Jakub Kosecki: Nasze głowy są już w Lubinie

W meczu 1/8 finału Pucharu Polski z Piastem Gliwice drużyna Legii Warszawa zagrała w eksperymentalnym zestawieniu. Mecz z ławki rezerwowych oglądał m.in. Jakub Kosecki, najlepszy gracz Wojskowych.

Młody pomocnik na placu gry pojawił się dopiero w drugiej połowie i nie zamierzał odpuszczać, mimo prowadzenia Legii przy Okrzei. Stoczył kilka widowiskowych pojedynków z defensorami Piasta Gliwice, przy których został mocno poobijany. Do autokaru zmierzał trzymając się za brzuch. - Boli mnie żołądek. Zaliczyłem jednego takiego "koziołka", ale nie ma co marudzić. To jest piłka i tutaj nie ma sentymentów - uśmiecha się Jakub Kosecki, zawodnik stołecznej drużyny.

Jakub Kosecki (z prawej) imponuje formą na boiskach T-Mobile Ekstraklasy
Jakub Kosecki (z prawej) imponuje formą na boiskach T-Mobile Ekstraklasy

Utalentowany skrzydłowy Wojskowych swoim pojawieniem się na boisku wprowadził sporo ożywienia w szeregi ofensywne drużyny Jana Urbana. - Szkoda, że nie udało mi się wykorzystać którejś sytuacji, bo przy prowadzeniu 3:1 grałoby nam się łatwiej. Tak to musieliśmy do samego końca grać pod dużą presją, bo wiedzieliśmy, że bramka wyrównująca dla Piasta będzie równoznaczna z koniecznością rozgrywania dogrywki, a tego chcieliśmy uniknąć - przyznaje 22-latek.
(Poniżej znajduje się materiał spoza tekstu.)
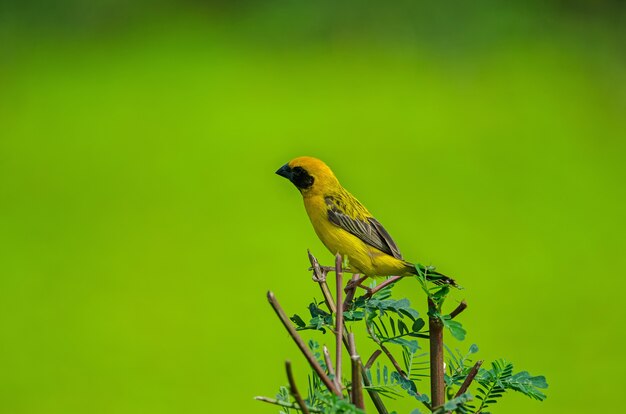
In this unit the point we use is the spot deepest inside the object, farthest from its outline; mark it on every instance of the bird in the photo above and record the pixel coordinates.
(346, 227)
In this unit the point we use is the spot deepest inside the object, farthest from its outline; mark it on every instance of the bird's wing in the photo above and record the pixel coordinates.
(368, 229)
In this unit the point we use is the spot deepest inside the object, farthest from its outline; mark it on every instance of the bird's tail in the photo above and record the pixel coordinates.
(431, 275)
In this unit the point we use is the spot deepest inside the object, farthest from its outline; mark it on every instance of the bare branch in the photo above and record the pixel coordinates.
(388, 282)
(370, 361)
(385, 350)
(357, 387)
(303, 348)
(437, 383)
(339, 319)
(285, 404)
(351, 290)
(329, 363)
(462, 306)
(294, 390)
(468, 380)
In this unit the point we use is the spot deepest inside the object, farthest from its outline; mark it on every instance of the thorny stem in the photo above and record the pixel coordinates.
(371, 360)
(378, 402)
(385, 350)
(319, 276)
(437, 383)
(388, 282)
(468, 380)
(462, 306)
(294, 390)
(329, 363)
(339, 320)
(390, 356)
(285, 404)
(357, 387)
(303, 348)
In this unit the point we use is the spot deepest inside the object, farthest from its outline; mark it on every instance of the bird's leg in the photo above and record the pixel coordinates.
(350, 290)
(355, 282)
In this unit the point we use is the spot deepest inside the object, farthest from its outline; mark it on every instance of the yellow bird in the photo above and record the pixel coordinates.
(345, 226)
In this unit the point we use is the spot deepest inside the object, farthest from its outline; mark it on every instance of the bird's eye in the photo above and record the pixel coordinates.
(301, 178)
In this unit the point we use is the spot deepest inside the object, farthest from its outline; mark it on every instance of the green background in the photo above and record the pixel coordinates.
(142, 223)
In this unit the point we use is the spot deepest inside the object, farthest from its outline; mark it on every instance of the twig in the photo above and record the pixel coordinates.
(437, 384)
(462, 306)
(374, 395)
(303, 348)
(390, 356)
(357, 387)
(329, 363)
(339, 319)
(350, 291)
(468, 380)
(385, 350)
(285, 404)
(294, 390)
(370, 361)
(320, 278)
(388, 282)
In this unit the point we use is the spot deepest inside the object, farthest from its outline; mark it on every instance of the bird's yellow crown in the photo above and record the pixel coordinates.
(323, 176)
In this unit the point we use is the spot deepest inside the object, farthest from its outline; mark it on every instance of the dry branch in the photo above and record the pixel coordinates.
(303, 348)
(294, 390)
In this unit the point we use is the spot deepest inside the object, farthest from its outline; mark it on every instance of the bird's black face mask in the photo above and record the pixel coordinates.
(297, 175)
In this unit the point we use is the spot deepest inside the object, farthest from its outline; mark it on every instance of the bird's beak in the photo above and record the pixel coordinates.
(285, 171)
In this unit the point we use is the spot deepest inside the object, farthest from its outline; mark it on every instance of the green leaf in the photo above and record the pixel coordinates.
(455, 328)
(298, 321)
(411, 345)
(408, 386)
(403, 328)
(418, 325)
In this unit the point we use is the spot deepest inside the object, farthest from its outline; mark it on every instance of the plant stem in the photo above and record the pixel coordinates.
(303, 348)
(294, 389)
(468, 380)
(370, 361)
(388, 282)
(329, 363)
(285, 404)
(437, 384)
(339, 319)
(462, 306)
(350, 291)
(320, 278)
(357, 388)
(374, 395)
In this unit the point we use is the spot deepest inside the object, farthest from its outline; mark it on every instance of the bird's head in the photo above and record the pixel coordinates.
(308, 174)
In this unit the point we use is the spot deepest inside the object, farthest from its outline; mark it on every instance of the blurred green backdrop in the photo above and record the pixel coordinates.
(142, 222)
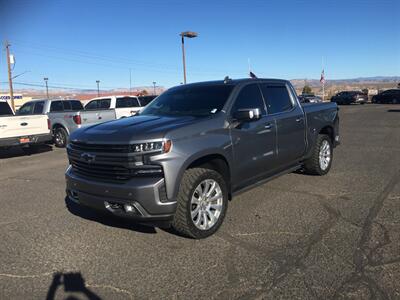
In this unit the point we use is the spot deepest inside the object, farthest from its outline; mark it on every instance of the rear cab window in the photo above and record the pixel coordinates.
(39, 106)
(76, 105)
(5, 109)
(56, 106)
(249, 97)
(26, 109)
(277, 98)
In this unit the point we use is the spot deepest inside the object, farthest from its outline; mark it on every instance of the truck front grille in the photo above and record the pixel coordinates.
(109, 163)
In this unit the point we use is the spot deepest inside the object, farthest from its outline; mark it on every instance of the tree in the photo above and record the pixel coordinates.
(307, 89)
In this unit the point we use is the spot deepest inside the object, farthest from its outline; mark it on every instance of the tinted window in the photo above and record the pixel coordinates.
(38, 110)
(104, 103)
(5, 109)
(144, 100)
(198, 100)
(92, 104)
(249, 97)
(26, 109)
(67, 105)
(56, 106)
(277, 97)
(76, 105)
(126, 102)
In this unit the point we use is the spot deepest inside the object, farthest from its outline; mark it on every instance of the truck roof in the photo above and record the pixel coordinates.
(237, 81)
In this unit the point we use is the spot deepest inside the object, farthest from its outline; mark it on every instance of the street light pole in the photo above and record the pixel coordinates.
(188, 34)
(98, 89)
(47, 87)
Nie najlepiej warszawski zespół wyglądał w pierwszej części spotkania, kiedy optyczną przewagę posiadał Piast. - Trzeba przyznać, że rywale przed przerwą nas trochę przycisnęli i trudno nam było grać "swoją" piłkę. Na szczęście bramka strzelona do szatni trochę ten mecz uspokoiła i potem graliśmy na większym luzie. W drugiej połowie z konsekwencją dążyliśmy do podwyższenia prowadzenia i to się opłaciło - zaciera ręce Kosecki.

Sporo nerwowości w szeregi stołecznej drużyny wprowadziła kontaktowa bramka dla gliwiczan. - Zrobiło się w końcówce gorąco, ale to spotkanie było trudne od początku do końca. Piast nas się nie przestraszył, ale chciał konfrontacji i grał z nami w piłkę jak równy z równym. My ze swoich sytuacji wykorzystaliśmy dwie, Piast jedną i to odzwierciedla wynik spotkania. Dla nas celem był awans, a cel uświęca środki. O stylu, w jakim go odnieśliśmy nikt nie będzie gadał - przekonuje gracz drużyny z Łazienkowskiej.
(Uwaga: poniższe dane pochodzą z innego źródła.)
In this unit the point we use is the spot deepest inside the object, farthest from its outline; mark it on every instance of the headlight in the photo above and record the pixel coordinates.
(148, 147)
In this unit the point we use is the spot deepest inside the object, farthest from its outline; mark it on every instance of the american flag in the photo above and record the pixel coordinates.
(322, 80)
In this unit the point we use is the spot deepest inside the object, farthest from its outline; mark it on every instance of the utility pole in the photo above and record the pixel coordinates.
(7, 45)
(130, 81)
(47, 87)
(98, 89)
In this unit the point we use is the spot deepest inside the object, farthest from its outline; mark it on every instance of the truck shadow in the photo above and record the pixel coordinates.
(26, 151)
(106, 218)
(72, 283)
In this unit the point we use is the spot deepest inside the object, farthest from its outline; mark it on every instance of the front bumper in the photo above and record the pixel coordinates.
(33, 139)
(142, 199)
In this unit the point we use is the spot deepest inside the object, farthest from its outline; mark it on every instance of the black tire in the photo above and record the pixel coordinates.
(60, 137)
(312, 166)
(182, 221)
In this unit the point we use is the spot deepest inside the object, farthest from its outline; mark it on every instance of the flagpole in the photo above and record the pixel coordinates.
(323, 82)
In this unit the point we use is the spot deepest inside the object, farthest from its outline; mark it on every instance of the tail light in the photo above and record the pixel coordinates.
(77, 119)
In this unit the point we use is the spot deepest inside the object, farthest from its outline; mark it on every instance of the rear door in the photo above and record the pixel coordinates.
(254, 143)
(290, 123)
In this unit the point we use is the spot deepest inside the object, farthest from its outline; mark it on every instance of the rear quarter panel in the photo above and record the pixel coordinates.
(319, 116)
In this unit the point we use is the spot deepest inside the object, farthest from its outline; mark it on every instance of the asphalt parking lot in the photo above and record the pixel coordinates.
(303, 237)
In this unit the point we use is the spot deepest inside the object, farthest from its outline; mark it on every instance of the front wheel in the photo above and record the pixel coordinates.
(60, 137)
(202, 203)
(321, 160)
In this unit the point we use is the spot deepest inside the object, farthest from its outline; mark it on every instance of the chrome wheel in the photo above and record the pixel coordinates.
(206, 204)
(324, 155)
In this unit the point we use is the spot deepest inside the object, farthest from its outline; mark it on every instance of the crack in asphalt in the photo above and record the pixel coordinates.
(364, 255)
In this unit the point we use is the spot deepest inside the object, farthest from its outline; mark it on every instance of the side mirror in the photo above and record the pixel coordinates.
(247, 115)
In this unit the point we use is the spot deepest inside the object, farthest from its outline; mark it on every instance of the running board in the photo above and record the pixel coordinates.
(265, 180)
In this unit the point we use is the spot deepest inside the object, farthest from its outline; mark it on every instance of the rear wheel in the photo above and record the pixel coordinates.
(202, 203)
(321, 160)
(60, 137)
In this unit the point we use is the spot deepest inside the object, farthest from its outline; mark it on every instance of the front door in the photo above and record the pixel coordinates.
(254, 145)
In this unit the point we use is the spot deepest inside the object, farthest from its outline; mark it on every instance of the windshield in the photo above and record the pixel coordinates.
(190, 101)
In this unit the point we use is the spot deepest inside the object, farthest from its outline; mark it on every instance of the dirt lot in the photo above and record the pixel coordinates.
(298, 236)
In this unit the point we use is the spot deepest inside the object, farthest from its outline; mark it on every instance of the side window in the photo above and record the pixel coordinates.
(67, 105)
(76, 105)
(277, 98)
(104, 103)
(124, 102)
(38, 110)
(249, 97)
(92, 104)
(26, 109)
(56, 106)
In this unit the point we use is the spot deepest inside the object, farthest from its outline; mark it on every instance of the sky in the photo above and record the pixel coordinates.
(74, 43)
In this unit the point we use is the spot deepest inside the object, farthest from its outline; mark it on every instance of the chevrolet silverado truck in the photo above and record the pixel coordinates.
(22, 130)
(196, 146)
Gliwicka drużyna mecz kończyła w osłabieniu po faulu, jakiego na linii pola karnego dopuścił się Łukasz Krzycki bezpardonowo "kosząc" Janusza Gola. - Kibice po tej decyzji byli wściekli i na trybunach zrobiło się nerwowo, ale nie rozumiem ich zachowania. Przecież przewinienie obrońcy w tej sytuacji było ewidentne, bo gdyby puścił Jasia w pole, to albo on sam zdobyłby bramkę, albo mi wyłożył na "pustaka". Przewinienie i kara były w tej sytuacji ewidentne - dowodzi czołowy w tym sezonie zawodnik Legii.
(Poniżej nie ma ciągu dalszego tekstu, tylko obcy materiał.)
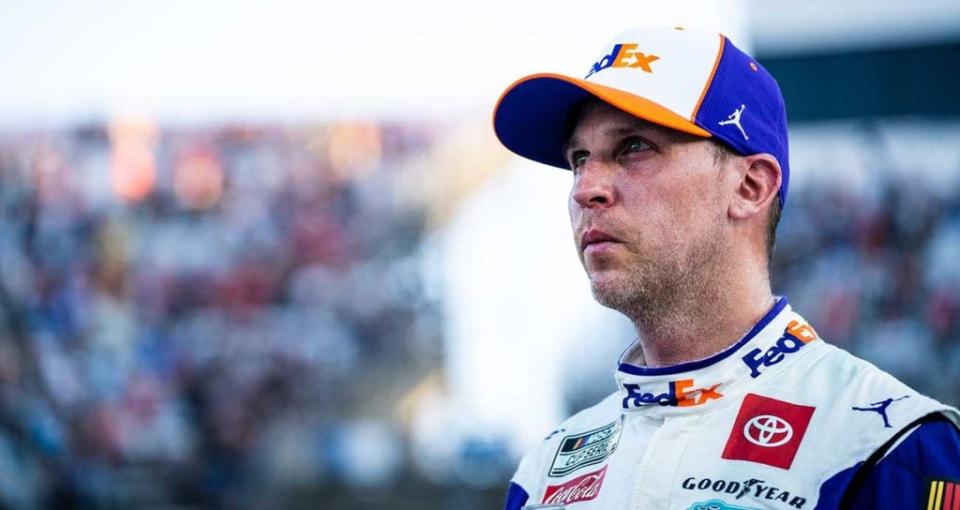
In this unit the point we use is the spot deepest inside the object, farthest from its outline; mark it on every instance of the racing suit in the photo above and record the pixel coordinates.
(780, 419)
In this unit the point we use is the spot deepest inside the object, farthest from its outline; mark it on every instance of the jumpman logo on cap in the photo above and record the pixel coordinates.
(734, 119)
(881, 408)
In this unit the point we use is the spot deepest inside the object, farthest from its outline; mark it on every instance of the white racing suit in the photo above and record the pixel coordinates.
(779, 420)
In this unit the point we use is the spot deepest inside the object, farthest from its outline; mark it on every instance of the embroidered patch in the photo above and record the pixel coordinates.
(942, 494)
(767, 431)
(581, 488)
(716, 504)
(586, 449)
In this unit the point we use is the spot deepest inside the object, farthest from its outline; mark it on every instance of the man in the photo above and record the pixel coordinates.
(677, 142)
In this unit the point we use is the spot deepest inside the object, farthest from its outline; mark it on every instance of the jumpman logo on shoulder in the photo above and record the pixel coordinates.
(734, 118)
(881, 408)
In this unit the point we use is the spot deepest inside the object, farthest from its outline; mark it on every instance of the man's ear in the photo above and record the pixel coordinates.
(758, 187)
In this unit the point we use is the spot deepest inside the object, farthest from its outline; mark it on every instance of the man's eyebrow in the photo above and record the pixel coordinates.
(614, 132)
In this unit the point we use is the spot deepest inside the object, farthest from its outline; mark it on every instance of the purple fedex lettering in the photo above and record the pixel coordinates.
(606, 61)
(787, 344)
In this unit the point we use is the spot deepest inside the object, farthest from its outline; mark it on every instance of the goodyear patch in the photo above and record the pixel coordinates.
(586, 449)
(942, 494)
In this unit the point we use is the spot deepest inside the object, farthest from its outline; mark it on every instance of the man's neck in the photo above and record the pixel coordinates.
(699, 326)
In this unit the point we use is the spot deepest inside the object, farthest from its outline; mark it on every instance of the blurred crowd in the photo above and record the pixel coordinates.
(189, 317)
(221, 317)
(877, 271)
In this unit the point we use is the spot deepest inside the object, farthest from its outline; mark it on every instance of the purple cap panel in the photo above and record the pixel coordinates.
(744, 108)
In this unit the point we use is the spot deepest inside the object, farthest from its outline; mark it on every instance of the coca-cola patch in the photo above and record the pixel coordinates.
(582, 488)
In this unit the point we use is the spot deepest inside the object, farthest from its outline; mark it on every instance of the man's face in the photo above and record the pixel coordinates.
(647, 209)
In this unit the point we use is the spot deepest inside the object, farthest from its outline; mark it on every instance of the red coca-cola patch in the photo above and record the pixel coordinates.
(581, 488)
(767, 431)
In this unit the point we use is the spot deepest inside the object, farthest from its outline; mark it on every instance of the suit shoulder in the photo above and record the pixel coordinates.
(601, 414)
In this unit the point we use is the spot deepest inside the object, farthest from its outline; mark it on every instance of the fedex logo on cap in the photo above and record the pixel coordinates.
(624, 55)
Dla drużyny z Warszawy priorytetem pozostaje walka o mistrzostwo Polski, ale obrona pucharu kraju także stanowi dla Legii ciekawe wyzwanie. - Szału radości po meczu w Gliwicach nie było. Po prostu zrobiliśmy to co do nas należy. Przed nami ważny mecz ligowy w Lubinie i tylko pojedynek z Zagłębiem siedzi w naszych głowach. Awans bardzo nas cieszy, ale przed nami jeszcze daleka droga - zauważa "Kosa" junior.

W pojedynkach Legii z KGHM Zagłębiem Lubin walki nigdy nie brakuje. Czy w sobotę będzie podobnie?
W pojedynkach Legii z KGHM Zagłębiem Lubin walki nigdy nie brakuje. Czy w sobotę będzie podobnie?

Przed zespołem wicelidera tabeli T-Mobile Ekstraklasy wyjazdowa potyczka z niemrawym w pierwszych kolejkach KGHM Zagłębiem Lubin. Kosecki nie ma wątpliwości, jaki cel przyświecał będzie Legii w pojedynku z Miedziowymi. - Jedziemy żeby ten mecz wygrać. Po ostatnich meczach bez zwycięstwa chcemy osiągnąć w końcu zadowalający nas rezultat, a nic innego niż zwycięstwo nas nie zadowoli. Nasze głowy są już w Lubinie i o żadnym rozprężeniu z naszej strony nie może być mowy - puentuje gracz drużyny 8-krotnych mistrzów Polski.